Interpol / L’envers du faire semblant


Interpol a changé son approche après « Marauder ». Si là-bas ils étaient plus agressifs, ici on les retrouve plus mélancoliques. Cela influence bien sûr que l’album ait été préparé en confinement, avec ses quatre membres dispersés à travers le monde, jusqu’à ce qu’ils puissent se retrouver pour l’enregistrer.

Malgré la pandémie et la séparation forcée, Interpol vend « The Other Side of Make-Believe » comme un album « plein d’espoir ». Ce n’est pas de l’espoir ou de la joie que leur écoute nous offre, justement, mais il est vrai qu’ils ont délaissé l’air sinistre pour la contestation et la réflexion et on les voit plus The National/Radiohead/indies 90’s que jamais.

Il y a donc bien plus de points communs avec « Marauder » qu’il n’y paraît. L’un est le producteur vedette, Dave Fridmann sur « Marauder », Flood ici. Une autre est la manie de bien commencer les records, puis de se laisser emporter par la dérive accommodante. Je ne peux pas m’empêcher de revenir à la critique que mon collègue Raúl Guillén a écrite sur ‘Marauder’ car, même avec un son et une « excuse » différents, je pourrais presque utiliser les mêmes mots pour parler de ‘The Other Side’ :  » La production de Fridmann est (au moins apparemment) sans conséquence et ne semble pas manifester de changements cruciaux dans son son ni apporter quoi que ce soit de sensé. Et, pire encore, l’Interpol le plus taciturne et le plus anodin de ses travaux récents persiste également : (…) une partie considérable de ‘Marauder’ nous passe par la tête sans qu’on s’en aperçoive ».

En effet, tout ce qui est bon est concentré au départ. ‘Toni’ est un bon début. Entre pianos intenses, ils arrivent même à rappeler les Red Hot Chili Peppers ! Il y a un moment où le refrain fait référence au groupe californien, et le timbre de Paul Banks ressemble à celui d’Anthony Kiedis. Il y a aussi quelque chose de différent dans le refrain mélancolique et communautaire de ‘Fables’; La voix de Banks ne semble pas puissante, mais douloureuse.
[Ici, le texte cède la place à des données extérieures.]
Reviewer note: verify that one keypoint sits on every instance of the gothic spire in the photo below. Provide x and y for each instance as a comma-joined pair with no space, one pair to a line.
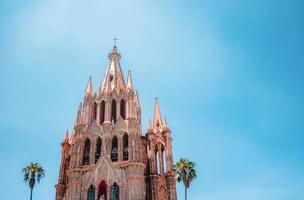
129,81
157,119
66,138
149,125
89,89
113,77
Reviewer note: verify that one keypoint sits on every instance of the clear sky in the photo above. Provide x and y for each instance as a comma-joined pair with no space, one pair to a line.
228,76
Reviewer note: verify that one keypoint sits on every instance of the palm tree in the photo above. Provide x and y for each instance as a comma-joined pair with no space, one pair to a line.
32,172
185,171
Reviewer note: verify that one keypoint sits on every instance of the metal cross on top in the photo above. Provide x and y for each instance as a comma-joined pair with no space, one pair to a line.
115,39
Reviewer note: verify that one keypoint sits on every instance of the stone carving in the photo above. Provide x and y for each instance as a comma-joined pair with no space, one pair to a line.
142,168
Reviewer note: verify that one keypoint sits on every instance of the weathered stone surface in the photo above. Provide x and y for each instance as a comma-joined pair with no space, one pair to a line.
139,166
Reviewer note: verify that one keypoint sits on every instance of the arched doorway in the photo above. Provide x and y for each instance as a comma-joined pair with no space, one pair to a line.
102,191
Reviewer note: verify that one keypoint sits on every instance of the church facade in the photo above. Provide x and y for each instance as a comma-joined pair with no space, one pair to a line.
107,157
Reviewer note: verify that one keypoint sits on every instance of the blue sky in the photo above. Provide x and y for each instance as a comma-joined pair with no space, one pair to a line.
228,76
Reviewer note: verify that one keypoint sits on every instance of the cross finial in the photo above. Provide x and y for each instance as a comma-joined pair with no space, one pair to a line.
115,40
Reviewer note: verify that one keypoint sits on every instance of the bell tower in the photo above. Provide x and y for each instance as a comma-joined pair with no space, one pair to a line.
106,156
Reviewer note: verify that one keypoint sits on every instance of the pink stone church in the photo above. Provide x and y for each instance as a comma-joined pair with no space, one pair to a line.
107,157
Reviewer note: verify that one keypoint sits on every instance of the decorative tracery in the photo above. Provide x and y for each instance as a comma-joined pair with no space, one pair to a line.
125,147
114,149
86,152
114,192
91,193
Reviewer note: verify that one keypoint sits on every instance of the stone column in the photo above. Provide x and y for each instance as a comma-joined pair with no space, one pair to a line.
160,155
98,114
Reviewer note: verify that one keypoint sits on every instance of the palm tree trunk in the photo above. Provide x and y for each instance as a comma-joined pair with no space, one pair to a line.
31,194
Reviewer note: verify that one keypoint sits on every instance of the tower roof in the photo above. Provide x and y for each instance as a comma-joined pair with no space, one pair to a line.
157,119
129,81
89,89
113,78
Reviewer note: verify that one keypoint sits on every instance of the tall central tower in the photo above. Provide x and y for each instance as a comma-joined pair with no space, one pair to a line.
106,156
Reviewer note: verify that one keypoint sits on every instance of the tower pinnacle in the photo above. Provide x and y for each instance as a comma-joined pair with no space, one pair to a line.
157,119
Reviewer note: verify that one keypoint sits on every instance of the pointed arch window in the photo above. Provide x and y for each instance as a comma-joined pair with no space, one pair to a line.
164,159
113,113
91,193
123,109
86,152
125,147
102,190
98,149
102,112
114,192
114,149
94,114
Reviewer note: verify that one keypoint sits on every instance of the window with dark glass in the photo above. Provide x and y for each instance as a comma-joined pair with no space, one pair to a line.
114,149
94,111
113,113
125,147
102,112
114,192
91,193
123,109
86,152
102,190
98,149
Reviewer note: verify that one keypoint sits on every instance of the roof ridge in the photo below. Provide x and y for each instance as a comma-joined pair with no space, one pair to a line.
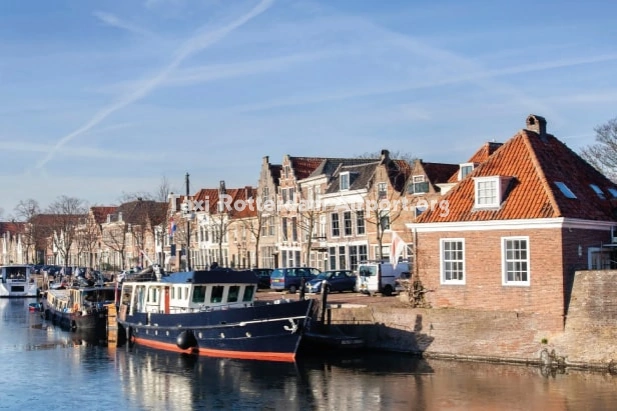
540,171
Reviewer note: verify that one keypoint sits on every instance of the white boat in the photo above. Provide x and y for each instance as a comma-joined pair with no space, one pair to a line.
16,281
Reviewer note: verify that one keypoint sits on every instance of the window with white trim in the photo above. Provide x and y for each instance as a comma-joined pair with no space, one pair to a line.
487,192
452,261
515,260
418,185
344,181
382,191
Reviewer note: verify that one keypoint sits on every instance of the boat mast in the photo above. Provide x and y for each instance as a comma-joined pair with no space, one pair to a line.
188,229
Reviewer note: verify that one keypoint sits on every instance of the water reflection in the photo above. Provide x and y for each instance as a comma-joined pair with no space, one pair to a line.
84,368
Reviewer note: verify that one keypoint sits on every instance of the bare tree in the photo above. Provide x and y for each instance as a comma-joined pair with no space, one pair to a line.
87,239
603,153
68,213
25,211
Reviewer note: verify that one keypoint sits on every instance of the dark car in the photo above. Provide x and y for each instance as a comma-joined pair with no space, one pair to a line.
290,278
336,280
263,274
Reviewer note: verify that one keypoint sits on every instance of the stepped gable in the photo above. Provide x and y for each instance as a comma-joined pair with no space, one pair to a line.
304,166
532,162
478,157
439,173
100,213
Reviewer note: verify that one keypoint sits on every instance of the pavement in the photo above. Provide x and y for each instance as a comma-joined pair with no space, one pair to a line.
333,298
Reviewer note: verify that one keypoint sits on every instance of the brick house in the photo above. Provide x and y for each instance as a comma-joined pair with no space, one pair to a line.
334,223
267,189
518,226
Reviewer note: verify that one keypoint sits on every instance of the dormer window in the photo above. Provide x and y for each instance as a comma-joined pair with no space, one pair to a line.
597,190
565,190
464,169
489,191
344,181
418,185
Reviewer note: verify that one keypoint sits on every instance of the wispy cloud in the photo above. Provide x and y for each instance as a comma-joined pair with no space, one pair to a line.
73,151
198,42
114,21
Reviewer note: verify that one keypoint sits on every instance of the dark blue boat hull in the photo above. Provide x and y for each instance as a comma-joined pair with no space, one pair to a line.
269,331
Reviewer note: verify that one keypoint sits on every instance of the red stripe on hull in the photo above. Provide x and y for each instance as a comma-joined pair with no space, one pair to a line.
244,355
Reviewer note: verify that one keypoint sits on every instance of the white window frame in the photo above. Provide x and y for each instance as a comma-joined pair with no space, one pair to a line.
461,167
504,262
480,195
442,261
344,181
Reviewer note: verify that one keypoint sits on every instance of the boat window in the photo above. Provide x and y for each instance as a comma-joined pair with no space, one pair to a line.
217,294
199,294
16,273
234,290
249,290
153,295
126,294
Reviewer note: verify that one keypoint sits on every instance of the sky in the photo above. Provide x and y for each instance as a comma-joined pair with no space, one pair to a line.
101,99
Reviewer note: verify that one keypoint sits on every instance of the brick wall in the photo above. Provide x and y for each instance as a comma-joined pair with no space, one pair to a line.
588,339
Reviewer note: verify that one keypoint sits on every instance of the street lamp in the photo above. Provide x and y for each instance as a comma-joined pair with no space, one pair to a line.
188,227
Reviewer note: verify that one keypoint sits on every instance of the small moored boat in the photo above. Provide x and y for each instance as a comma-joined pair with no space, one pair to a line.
16,281
78,308
212,313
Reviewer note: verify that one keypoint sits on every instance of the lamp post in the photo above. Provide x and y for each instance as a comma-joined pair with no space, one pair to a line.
188,227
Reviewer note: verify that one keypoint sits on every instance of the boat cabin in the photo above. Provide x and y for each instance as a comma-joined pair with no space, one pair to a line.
59,300
15,281
190,292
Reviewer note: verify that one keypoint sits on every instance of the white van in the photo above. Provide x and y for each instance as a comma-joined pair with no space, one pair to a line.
381,277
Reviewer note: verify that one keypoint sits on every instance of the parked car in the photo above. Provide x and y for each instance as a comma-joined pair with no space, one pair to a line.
264,277
336,280
291,278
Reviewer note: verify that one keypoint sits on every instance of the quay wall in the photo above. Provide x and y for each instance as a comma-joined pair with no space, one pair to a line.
587,339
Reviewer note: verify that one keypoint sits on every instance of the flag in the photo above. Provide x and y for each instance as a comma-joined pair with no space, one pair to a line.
396,248
172,227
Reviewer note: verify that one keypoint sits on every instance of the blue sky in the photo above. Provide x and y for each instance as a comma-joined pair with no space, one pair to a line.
98,99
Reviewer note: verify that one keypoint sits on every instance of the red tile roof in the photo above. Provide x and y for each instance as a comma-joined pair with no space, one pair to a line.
304,166
478,157
534,163
12,227
100,213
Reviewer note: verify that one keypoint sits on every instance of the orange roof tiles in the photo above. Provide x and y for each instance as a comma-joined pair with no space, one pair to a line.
100,213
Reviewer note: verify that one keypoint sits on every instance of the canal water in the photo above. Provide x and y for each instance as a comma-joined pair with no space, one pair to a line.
45,368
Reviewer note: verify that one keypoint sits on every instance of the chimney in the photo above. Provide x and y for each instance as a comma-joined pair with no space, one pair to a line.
537,124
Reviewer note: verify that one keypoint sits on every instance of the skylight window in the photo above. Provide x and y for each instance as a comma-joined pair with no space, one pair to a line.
598,191
565,189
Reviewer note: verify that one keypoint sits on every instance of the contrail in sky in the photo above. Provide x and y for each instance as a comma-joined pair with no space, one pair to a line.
193,45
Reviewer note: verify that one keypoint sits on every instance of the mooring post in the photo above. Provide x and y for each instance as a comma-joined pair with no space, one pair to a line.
324,301
302,288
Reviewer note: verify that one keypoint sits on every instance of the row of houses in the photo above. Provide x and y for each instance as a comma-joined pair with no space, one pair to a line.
507,227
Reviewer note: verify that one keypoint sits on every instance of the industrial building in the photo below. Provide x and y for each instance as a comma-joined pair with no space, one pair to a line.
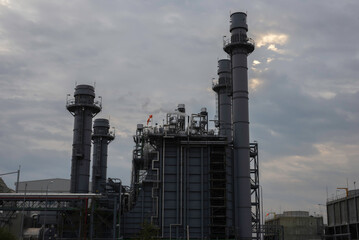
294,225
187,181
343,216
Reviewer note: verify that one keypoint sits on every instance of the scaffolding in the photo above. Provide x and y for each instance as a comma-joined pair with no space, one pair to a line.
255,191
217,180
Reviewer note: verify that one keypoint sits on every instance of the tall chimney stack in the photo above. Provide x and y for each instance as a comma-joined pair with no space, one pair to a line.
101,137
83,108
239,47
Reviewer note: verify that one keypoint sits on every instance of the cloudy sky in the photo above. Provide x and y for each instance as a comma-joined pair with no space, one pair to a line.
145,57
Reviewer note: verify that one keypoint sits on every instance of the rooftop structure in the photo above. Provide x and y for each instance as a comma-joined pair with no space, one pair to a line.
295,225
343,216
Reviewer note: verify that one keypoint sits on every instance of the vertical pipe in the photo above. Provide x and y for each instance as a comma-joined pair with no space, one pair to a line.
223,89
83,108
202,205
101,137
85,219
91,219
114,217
18,179
239,48
163,186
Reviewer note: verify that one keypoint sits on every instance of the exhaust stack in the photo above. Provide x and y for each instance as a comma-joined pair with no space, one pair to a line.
83,108
223,88
239,47
101,137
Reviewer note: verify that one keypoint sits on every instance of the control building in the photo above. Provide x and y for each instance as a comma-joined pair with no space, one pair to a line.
343,216
294,225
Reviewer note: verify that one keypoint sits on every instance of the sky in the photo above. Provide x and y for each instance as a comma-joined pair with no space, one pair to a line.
145,57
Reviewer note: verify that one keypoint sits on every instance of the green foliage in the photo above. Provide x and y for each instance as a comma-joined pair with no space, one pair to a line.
6,235
148,231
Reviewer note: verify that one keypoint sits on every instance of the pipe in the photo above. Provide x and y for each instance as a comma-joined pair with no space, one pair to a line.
239,48
181,194
163,186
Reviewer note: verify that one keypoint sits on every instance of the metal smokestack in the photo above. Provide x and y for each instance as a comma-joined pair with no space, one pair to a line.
83,108
224,91
239,47
101,137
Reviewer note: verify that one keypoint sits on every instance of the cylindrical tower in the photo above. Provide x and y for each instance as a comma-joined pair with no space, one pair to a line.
83,108
224,92
239,47
101,137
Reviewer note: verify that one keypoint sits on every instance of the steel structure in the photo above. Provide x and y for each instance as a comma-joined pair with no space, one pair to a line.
101,137
343,216
83,107
187,181
239,47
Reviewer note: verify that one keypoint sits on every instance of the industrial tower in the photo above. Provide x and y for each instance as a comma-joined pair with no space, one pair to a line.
101,137
239,47
83,107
Peut-être abusent-ils un peu de cette veine plus rythmique et affligée, mais ça ne veut pas dire que l’on peut apprécier le jeu de guitare de ‘Into the Night’, à la hauteur de Banks murmurant le refrain : ça sonne déphasé et, en même temps, il peut atteindre exciter les personnes âgées de l’endroit. Sur le remarquable ‘Something Changed’ également, le piano, le tempo… tout est tellement tourné depuis The National qu’il est étrange que Matt Berninger ne semble pas chanter.

A partir de là, tout glisse vers un terrain sans intérêt : un indie triste et légèrement épique, bien facturé, qui se laisse entendre et a ses moments : le crescendo final de ‘Renegade Hearts’ ou le refrain de ‘Passenger’. Mais à la fin, ils se sont retrouvés avec un autre record d’Interpol du tas.

Il est clair qu’Interpol ne livrera jamais un mauvais bilan ; Ils sont là depuis longtemps. Pourtant, ils sont restés trop longtemps dans le milieu de tableau, celui qui continue de les emmener dans des festivals prestigieux, d’avoir une notoriété et d’entretenir une base de fans suffisante. Mais ils ne vont pas non plus attirer quelqu’un qui n’était pas déjà fan à l’époque de ‘Bouffonneries‘.